If someone else learns this, I won't be needed anymore.

The fear of delegating oneself right out of a job is a real one for both employees and entrepreneurs, Lunsford says. And it may make you feel both important and needed to be the only one who can do a given task. But--is having you do that task really the best thing for your company as a whole? "Leaders should spend their time on the organization's vision, and on cultivating relationships," Lunsford says. If you're spending time on jobs someone else could do, those more important roles are likely getting neglected.

I don't want to give this task up because it's fun.

All leaders have lower-level tasks they enjoy doing once in a while. But if you're doing too much of the easy stuff is it really because you enjoy it or is it because it's just that--easy? "Failure to delegate is another form of procrastination," Lunsford says. "You may want to do what's familiar and comfortable and put off tasks that are difficult and complex. The harder tasks may feel less rewarding."

Giving in to this temptation is a bad idea if you want you and your organization to grow and mature. "You need to be doing the work that's more ambiguous and more frightening," she says.

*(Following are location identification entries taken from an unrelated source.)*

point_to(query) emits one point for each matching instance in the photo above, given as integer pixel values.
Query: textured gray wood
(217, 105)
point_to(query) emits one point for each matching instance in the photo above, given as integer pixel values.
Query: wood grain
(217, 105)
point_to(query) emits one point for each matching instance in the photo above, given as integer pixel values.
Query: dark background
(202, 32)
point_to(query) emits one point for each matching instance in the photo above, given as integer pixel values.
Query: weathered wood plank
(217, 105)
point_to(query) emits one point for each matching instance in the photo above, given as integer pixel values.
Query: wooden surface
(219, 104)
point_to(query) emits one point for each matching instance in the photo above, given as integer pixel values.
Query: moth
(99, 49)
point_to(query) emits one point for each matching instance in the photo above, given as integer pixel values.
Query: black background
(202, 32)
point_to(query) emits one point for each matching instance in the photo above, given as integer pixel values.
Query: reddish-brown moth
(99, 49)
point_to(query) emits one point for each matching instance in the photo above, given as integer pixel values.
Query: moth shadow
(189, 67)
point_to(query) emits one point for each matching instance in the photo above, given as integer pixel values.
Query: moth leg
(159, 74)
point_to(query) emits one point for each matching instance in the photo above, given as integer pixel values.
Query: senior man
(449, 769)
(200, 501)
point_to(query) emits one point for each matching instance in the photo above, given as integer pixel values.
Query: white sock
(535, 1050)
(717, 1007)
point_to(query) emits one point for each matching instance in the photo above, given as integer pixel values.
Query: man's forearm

I've always done it this way.

If you've been a leader for a while, chances are you've got ingrained habits that may seem tough to change. But it may not be as difficult as you think. "Delegation is a skill, and people can learn it," Lunsford says. "Most habits get developed in six weeks. If leaders really do want change their delegation skills, it's a habit that could set for themselves within six weeks."

And then they'll have time to become more thoughtful and more strategic, she says. "Delegating well frees the leader, and thus creates a much healthier organization."